Mais, très vite, Jacqueline de Ribes est rattrapée par son envie irrépressible d’affiner son image de Reine de Saba. Tête bien faite, elle ne se contente plus d’être la muse des couturiers, elle les accompagne dans leur travail de créations. Son intelligence et son sens inné de la mode, sa capacité à créer les tendances de demain étonnent et inspirent le respect. Philantrope, elle touche à tous les arts et use de sa notoriété pour s’introduire dans les milieux très fermés de la télévision, du théâtre et de la danse. Aux yeux du monde, elle devient le porte-parole de l’élégance française, de l’esprit français.
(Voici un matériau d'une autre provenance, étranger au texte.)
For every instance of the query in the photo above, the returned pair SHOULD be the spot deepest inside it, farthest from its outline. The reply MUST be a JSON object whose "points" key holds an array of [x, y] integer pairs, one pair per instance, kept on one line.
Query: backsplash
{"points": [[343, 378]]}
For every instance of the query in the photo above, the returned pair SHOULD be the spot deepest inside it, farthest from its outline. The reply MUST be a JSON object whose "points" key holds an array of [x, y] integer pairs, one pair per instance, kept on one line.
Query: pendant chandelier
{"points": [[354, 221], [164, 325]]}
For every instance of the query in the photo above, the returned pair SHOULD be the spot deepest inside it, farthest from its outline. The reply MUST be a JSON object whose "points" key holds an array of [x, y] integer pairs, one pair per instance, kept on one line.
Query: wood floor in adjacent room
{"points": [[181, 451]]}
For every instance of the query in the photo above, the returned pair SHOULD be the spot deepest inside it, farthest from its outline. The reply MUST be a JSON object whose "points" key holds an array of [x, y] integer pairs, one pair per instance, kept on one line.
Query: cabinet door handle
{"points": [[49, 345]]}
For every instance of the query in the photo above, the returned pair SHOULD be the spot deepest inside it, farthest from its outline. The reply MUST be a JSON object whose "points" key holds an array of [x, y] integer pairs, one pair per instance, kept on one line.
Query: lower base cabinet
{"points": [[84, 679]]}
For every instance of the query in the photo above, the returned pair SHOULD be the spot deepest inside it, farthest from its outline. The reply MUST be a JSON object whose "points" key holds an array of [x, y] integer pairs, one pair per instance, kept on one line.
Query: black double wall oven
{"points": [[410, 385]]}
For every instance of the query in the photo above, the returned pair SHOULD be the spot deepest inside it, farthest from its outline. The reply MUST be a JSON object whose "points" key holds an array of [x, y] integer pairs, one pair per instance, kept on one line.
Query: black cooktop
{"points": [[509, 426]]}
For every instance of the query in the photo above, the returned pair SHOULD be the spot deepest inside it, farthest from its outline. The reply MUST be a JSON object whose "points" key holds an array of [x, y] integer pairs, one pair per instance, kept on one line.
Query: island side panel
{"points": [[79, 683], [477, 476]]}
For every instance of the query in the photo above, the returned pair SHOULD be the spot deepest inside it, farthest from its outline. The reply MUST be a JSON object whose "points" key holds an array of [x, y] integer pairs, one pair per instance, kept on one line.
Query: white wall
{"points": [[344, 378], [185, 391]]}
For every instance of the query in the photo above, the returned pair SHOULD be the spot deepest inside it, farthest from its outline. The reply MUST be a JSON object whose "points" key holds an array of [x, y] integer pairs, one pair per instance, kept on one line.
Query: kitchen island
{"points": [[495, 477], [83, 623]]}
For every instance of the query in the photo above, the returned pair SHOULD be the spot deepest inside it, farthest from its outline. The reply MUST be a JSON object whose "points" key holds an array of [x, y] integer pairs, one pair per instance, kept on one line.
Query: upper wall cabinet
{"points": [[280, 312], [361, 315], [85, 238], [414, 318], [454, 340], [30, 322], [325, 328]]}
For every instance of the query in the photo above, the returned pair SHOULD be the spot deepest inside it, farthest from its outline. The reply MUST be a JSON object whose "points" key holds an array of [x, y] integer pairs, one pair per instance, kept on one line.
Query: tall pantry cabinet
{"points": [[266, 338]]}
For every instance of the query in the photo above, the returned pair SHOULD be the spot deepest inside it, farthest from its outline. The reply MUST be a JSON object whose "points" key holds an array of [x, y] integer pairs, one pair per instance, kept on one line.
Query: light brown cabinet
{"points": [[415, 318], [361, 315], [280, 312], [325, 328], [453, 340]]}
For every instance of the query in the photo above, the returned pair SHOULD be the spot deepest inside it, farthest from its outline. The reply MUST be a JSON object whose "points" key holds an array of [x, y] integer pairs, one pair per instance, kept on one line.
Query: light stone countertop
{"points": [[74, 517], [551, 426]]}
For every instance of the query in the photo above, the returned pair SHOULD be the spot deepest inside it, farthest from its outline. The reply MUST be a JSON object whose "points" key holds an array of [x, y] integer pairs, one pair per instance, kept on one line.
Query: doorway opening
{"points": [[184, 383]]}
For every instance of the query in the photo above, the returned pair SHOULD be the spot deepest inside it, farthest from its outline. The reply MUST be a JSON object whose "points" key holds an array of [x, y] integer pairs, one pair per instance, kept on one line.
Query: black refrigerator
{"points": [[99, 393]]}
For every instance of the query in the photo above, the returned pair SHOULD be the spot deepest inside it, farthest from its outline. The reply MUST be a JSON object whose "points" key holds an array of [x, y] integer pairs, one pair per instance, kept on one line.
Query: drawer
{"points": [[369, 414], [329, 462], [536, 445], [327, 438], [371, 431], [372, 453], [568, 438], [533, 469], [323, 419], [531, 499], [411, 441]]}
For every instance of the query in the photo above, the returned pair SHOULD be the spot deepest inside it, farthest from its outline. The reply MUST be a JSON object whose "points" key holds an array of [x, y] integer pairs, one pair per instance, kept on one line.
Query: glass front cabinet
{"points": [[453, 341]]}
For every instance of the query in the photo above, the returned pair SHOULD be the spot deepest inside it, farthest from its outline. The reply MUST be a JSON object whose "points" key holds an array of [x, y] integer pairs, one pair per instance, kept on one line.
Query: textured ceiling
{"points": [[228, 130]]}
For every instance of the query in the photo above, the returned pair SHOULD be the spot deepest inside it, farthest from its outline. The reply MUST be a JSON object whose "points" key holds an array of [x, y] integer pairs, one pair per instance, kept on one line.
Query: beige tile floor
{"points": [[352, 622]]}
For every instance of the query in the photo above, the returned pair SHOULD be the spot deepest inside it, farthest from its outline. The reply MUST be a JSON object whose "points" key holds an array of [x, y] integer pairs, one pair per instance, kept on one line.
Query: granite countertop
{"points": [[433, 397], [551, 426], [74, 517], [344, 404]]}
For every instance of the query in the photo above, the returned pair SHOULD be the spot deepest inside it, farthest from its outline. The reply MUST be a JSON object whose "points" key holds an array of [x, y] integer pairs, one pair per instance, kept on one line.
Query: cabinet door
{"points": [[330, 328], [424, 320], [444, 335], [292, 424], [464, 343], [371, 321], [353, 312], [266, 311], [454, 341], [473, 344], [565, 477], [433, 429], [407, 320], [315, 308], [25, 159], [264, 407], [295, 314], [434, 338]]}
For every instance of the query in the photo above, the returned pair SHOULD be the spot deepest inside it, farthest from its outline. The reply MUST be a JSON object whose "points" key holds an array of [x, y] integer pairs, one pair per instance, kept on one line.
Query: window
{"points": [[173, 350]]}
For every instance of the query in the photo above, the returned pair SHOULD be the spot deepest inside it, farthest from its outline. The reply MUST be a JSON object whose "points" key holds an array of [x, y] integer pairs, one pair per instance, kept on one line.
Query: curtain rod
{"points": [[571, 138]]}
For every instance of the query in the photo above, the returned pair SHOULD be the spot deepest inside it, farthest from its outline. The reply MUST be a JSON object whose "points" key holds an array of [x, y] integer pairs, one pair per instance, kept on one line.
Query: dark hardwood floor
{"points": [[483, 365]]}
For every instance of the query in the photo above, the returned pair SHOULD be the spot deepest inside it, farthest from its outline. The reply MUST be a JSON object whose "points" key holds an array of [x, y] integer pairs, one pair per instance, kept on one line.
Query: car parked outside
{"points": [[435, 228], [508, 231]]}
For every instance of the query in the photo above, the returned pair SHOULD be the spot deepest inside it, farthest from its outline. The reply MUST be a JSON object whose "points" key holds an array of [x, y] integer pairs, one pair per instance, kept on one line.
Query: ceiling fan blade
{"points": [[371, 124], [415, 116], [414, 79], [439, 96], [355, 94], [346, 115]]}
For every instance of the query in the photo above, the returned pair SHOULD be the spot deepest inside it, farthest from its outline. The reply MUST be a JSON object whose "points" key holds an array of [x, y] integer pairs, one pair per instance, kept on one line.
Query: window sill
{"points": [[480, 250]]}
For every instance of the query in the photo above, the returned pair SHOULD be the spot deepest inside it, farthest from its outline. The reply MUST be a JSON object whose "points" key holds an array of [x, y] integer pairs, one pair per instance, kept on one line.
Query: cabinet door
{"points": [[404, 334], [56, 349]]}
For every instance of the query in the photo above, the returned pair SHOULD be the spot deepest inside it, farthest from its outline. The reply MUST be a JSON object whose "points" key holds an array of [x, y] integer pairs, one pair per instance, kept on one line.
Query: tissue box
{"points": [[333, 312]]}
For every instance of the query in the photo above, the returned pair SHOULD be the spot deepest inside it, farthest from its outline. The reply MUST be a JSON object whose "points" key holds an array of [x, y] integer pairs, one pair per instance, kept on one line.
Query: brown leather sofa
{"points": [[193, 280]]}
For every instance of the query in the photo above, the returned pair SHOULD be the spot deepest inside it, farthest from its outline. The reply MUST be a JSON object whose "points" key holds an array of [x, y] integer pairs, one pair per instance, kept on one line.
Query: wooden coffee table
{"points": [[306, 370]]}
Très indépendante, elle ne résiste pas à bousculer son destin en créant sa propre marque de prêt-à-porter de 1983 à 1995. Le succès ne se fait pas attendre outre-atlantique. Son entreprise l’élève aux rangs de ses admirateurs les plus fidèles qui la surnomment dès lors « la dernière reine de Paris ». Silhouette longiligne et maquillée juste comme il faut, Jacqueline de Ribes laisse ainsi son empreinte dans l’histoire de la mode. Miroir de  l‘art de vivre à la française, l’aristorcrate subjugue encore aujourd’hui.

Cette exposition inédite au Metropolitan Museum raconte un conte de fée où la beauté féminine rejoint l’humanité d’une légende vivante qui a marqué tout un siècle. Véritable institution à elle seule, l’empire que Jacqueline de Ribes a laissé est riche de style, d’anecdotes, de passion et d’amitiées.